Another set of SerDes for the Tomahawk 6 runs at the prior 100 Gb/sec signaling rate per lane – that’s 50 Gb/sec plus PAM4 modulation like the Tomahawk 5 SerDes – and delivers a whopping 1,024 lanes wrapped around the Tomahawk 6 packet processing engine. At eight lanes a port, you get 128 lanes running at 800 Gb/sec, which is twice as many ports as the Tomahawk 5 could drive off of a single ASIC at the same speed. If you wanted to drive 128 ports running at 800 Gb/sec using Tomahawk 5, you would need six chips in a baby leaf/spine setup inside of the switch and you would add extra hops inside of the switch instead of one across a single Tomahawk 6 ASIC.
“Everyone we know – OEMs, ODMs, hyperscalers, and cloud builders – we are getting so much pressure to get Tomahawk 6 out to market,” says Del Vecchio. “They are all telling us they absolutely have to be the first to market with GPU clusters based on Tomahawk 6. So there is a tremendous amount of engineering effort going on right now. We will see your standard pizza box form factors, where people moved away from chassis to pizza boxes cabled up with DAC cables and optics a while ago. But we are also seeing now is that with Tomahawk 6 is people trying to get these AI clusters as efficient as dense as possible, and with Tomahawk 6 we are seeing use both with the scale out networks as well as the scale up networks.”

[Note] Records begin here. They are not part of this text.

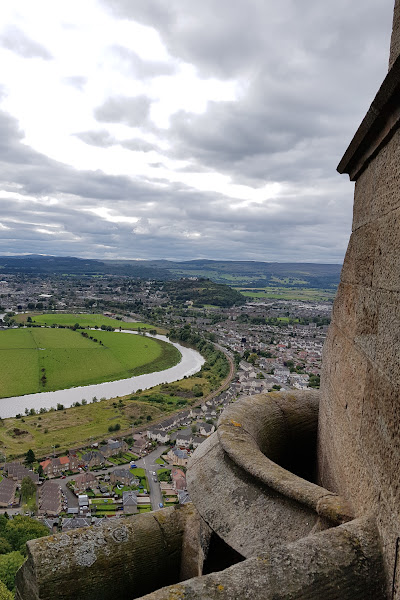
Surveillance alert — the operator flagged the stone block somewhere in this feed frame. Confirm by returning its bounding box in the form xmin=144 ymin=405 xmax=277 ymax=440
xmin=353 ymin=130 xmax=400 ymax=231
xmin=341 ymin=223 xmax=377 ymax=287
xmin=372 ymin=209 xmax=400 ymax=291
xmin=376 ymin=293 xmax=400 ymax=380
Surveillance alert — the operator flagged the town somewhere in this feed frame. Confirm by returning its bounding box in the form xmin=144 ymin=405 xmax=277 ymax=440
xmin=0 ymin=274 xmax=332 ymax=531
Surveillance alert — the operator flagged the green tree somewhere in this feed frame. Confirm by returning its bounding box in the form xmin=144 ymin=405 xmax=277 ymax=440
xmin=0 ymin=551 xmax=25 ymax=598
xmin=0 ymin=537 xmax=12 ymax=554
xmin=21 ymin=477 xmax=36 ymax=504
xmin=0 ymin=581 xmax=14 ymax=600
xmin=25 ymin=448 xmax=36 ymax=465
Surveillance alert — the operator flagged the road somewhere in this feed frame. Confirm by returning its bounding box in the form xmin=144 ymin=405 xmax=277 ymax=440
xmin=0 ymin=446 xmax=169 ymax=515
xmin=55 ymin=446 xmax=168 ymax=510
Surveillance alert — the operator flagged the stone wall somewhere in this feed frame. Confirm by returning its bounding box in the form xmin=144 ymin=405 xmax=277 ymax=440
xmin=318 ymin=15 xmax=400 ymax=598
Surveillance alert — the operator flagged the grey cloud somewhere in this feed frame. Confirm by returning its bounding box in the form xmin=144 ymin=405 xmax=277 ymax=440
xmin=0 ymin=0 xmax=392 ymax=262
xmin=0 ymin=26 xmax=53 ymax=60
xmin=75 ymin=129 xmax=116 ymax=148
xmin=119 ymin=138 xmax=159 ymax=152
xmin=94 ymin=95 xmax=151 ymax=127
xmin=103 ymin=0 xmax=392 ymax=77
xmin=75 ymin=129 xmax=158 ymax=152
xmin=64 ymin=75 xmax=87 ymax=91
xmin=111 ymin=45 xmax=176 ymax=79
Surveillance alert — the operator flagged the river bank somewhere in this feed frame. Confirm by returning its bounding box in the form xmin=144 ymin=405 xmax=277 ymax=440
xmin=0 ymin=330 xmax=205 ymax=418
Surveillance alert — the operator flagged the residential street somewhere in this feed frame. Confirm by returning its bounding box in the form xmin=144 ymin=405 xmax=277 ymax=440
xmin=55 ymin=446 xmax=169 ymax=513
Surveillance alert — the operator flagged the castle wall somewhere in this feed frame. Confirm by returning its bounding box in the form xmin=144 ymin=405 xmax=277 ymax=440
xmin=319 ymin=61 xmax=400 ymax=598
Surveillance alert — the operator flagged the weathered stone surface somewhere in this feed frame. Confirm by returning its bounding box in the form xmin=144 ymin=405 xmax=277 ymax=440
xmin=138 ymin=521 xmax=384 ymax=600
xmin=353 ymin=130 xmax=400 ymax=231
xmin=341 ymin=223 xmax=377 ymax=287
xmin=187 ymin=391 xmax=352 ymax=557
xmin=389 ymin=0 xmax=400 ymax=69
xmin=16 ymin=506 xmax=193 ymax=600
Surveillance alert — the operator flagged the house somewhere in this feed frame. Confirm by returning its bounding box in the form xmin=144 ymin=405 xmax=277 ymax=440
xmin=74 ymin=473 xmax=97 ymax=494
xmin=171 ymin=468 xmax=186 ymax=490
xmin=78 ymin=494 xmax=89 ymax=515
xmin=38 ymin=481 xmax=62 ymax=516
xmin=61 ymin=517 xmax=91 ymax=531
xmin=80 ymin=450 xmax=106 ymax=469
xmin=0 ymin=478 xmax=17 ymax=508
xmin=4 ymin=463 xmax=39 ymax=484
xmin=192 ymin=435 xmax=205 ymax=449
xmin=122 ymin=491 xmax=138 ymax=515
xmin=159 ymin=415 xmax=178 ymax=431
xmin=167 ymin=448 xmax=189 ymax=467
xmin=68 ymin=450 xmax=81 ymax=471
xmin=40 ymin=456 xmax=70 ymax=477
xmin=132 ymin=433 xmax=149 ymax=454
xmin=178 ymin=490 xmax=190 ymax=504
xmin=100 ymin=439 xmax=128 ymax=458
xmin=110 ymin=469 xmax=140 ymax=485
xmin=147 ymin=427 xmax=170 ymax=444
xmin=175 ymin=431 xmax=193 ymax=448
xmin=178 ymin=410 xmax=192 ymax=427
xmin=198 ymin=423 xmax=215 ymax=437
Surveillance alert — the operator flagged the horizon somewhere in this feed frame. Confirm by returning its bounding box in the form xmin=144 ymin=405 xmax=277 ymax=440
xmin=0 ymin=0 xmax=393 ymax=264
xmin=0 ymin=253 xmax=343 ymax=266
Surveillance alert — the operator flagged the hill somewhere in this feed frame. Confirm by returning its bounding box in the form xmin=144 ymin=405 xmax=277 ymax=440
xmin=164 ymin=278 xmax=246 ymax=307
xmin=0 ymin=255 xmax=341 ymax=289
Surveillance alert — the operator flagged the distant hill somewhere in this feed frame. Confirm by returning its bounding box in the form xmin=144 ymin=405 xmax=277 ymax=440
xmin=0 ymin=254 xmax=173 ymax=280
xmin=0 ymin=255 xmax=341 ymax=289
xmin=143 ymin=260 xmax=342 ymax=289
xmin=164 ymin=278 xmax=246 ymax=307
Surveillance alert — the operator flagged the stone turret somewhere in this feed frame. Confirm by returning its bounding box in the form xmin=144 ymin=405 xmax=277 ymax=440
xmin=16 ymin=0 xmax=400 ymax=600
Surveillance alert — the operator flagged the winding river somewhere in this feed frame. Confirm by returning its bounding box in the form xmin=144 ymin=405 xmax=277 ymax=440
xmin=0 ymin=329 xmax=205 ymax=418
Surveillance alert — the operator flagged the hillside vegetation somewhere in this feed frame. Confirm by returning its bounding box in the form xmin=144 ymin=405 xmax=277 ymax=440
xmin=0 ymin=327 xmax=181 ymax=398
xmin=163 ymin=279 xmax=246 ymax=307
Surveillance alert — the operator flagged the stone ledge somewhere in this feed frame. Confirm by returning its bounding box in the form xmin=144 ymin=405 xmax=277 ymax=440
xmin=337 ymin=56 xmax=400 ymax=181
xmin=187 ymin=391 xmax=353 ymax=558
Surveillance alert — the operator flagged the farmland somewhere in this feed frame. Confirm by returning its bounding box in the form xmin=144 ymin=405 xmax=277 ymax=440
xmin=14 ymin=313 xmax=156 ymax=331
xmin=235 ymin=286 xmax=336 ymax=302
xmin=0 ymin=327 xmax=180 ymax=398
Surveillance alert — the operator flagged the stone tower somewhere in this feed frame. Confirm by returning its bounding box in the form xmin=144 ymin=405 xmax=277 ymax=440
xmin=319 ymin=0 xmax=400 ymax=598
xmin=16 ymin=0 xmax=400 ymax=600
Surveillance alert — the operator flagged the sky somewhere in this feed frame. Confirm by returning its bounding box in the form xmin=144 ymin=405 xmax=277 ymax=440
xmin=0 ymin=0 xmax=393 ymax=263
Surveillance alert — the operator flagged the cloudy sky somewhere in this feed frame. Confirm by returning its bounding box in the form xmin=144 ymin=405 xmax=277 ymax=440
xmin=0 ymin=0 xmax=393 ymax=262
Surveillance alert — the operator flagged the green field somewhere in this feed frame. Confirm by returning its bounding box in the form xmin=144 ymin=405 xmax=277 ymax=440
xmin=235 ymin=286 xmax=336 ymax=302
xmin=13 ymin=313 xmax=156 ymax=330
xmin=0 ymin=327 xmax=180 ymax=398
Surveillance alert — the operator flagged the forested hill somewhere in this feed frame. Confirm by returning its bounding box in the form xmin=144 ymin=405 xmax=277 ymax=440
xmin=145 ymin=260 xmax=342 ymax=289
xmin=0 ymin=255 xmax=341 ymax=289
xmin=163 ymin=279 xmax=246 ymax=307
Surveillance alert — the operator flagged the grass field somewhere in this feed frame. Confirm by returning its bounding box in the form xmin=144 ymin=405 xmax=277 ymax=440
xmin=0 ymin=328 xmax=180 ymax=398
xmin=0 ymin=398 xmax=166 ymax=458
xmin=235 ymin=286 xmax=336 ymax=302
xmin=13 ymin=313 xmax=156 ymax=330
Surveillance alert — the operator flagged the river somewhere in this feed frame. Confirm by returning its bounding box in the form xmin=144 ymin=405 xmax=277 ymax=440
xmin=0 ymin=329 xmax=205 ymax=418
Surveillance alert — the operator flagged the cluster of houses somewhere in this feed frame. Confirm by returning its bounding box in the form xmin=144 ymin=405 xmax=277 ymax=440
xmin=0 ymin=463 xmax=39 ymax=508
xmin=38 ymin=481 xmax=63 ymax=516
xmin=40 ymin=439 xmax=128 ymax=477
xmin=147 ymin=389 xmax=234 ymax=448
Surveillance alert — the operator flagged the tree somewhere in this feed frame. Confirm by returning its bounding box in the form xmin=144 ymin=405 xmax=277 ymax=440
xmin=0 ymin=552 xmax=25 ymax=598
xmin=0 ymin=581 xmax=14 ymax=600
xmin=25 ymin=448 xmax=36 ymax=465
xmin=247 ymin=352 xmax=258 ymax=365
xmin=21 ymin=477 xmax=36 ymax=504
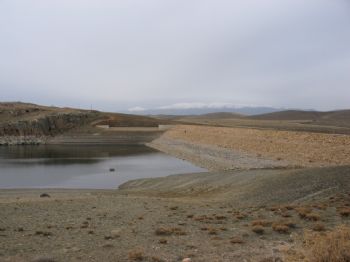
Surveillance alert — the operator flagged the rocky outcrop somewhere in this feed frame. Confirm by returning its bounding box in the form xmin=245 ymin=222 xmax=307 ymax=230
xmin=0 ymin=112 xmax=97 ymax=144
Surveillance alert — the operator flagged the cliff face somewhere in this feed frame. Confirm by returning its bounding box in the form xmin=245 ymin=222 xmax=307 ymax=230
xmin=0 ymin=113 xmax=98 ymax=136
xmin=0 ymin=112 xmax=97 ymax=144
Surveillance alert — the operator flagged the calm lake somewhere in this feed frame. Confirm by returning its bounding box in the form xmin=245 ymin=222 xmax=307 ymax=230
xmin=0 ymin=145 xmax=206 ymax=189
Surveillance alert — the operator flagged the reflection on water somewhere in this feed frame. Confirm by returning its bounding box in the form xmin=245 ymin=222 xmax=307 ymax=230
xmin=0 ymin=145 xmax=205 ymax=188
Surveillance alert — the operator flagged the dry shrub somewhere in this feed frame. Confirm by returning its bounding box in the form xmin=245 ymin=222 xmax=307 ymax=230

We are going to drill down into the scale up networks based on Broadcom Ethernet separately, but suffice it to say that using 200 Gb/sec links, Broadcom says that it can link up 512 XPUs into a single shared memory image using Tomahawk 6.
The scale out story looks similar to the scale inside of a switch for a given number of ports, as you might imagine:
This chart above talks about 128,000 XPUs, but it is really 131,072 XPUs in the scale out cluster when you multiply it out. Here is what the two-tier Tomahawk 6 network to link that many XPUs together would look like and how you would need a three-tier network for any 51.2 Tb/sec Ethernet ASIC – including Tomahawk 5 – to interconnect the same 131,072 GPUs with 200 Gb/sec ports between all devices:
Del Vecchio says that this is an example with one 200 Gb/sec link per endpoint, and that for higher bandwidth, clusters would normally increase the number of planes. So, for instance, if you want 800 Gb/sec of total bandwidth to an endpoint, you would multiply all numbers of switches at each layer by four; if you want to reach 1.6 Tb/sec, which is akin to what Nvidia is doing with NVLink 5 ports, you would have to multiply by eight.
As you can see, the number of switches is a lot higher in the three-tier network than the two-tier network, at a factor of 3.3X, and this is pure cost. Perhaps even more importantly, the number of optical transceivers used in the super spine and spine layers is 1.7X higher in the older ASICs with only 51.2 Tb/sec switching capacity, and Del Vecchio says that about 70 percent of the power of the overall network is burned with those optics. Power is money, and the larger the number of optics, the higher the chances of having a failure that will stop the AI processing. The upshot is that a two-tier network using an N generation of ASIC burns about half the power of a three tier network based on an N-1 generation of ASIC.
You can see why the hyperscalers and cloud builders want to roll Tomahawk 6 out as soon as possible for their state of the art AI clusters, which are spanning to 100,000 GPUs and beyond. Del Vecchio says that the OEMs will probably have their products ready in the first quarter of 2026 and deployments in the second quarter of 2026, but everybody is trying to do it faster if they can.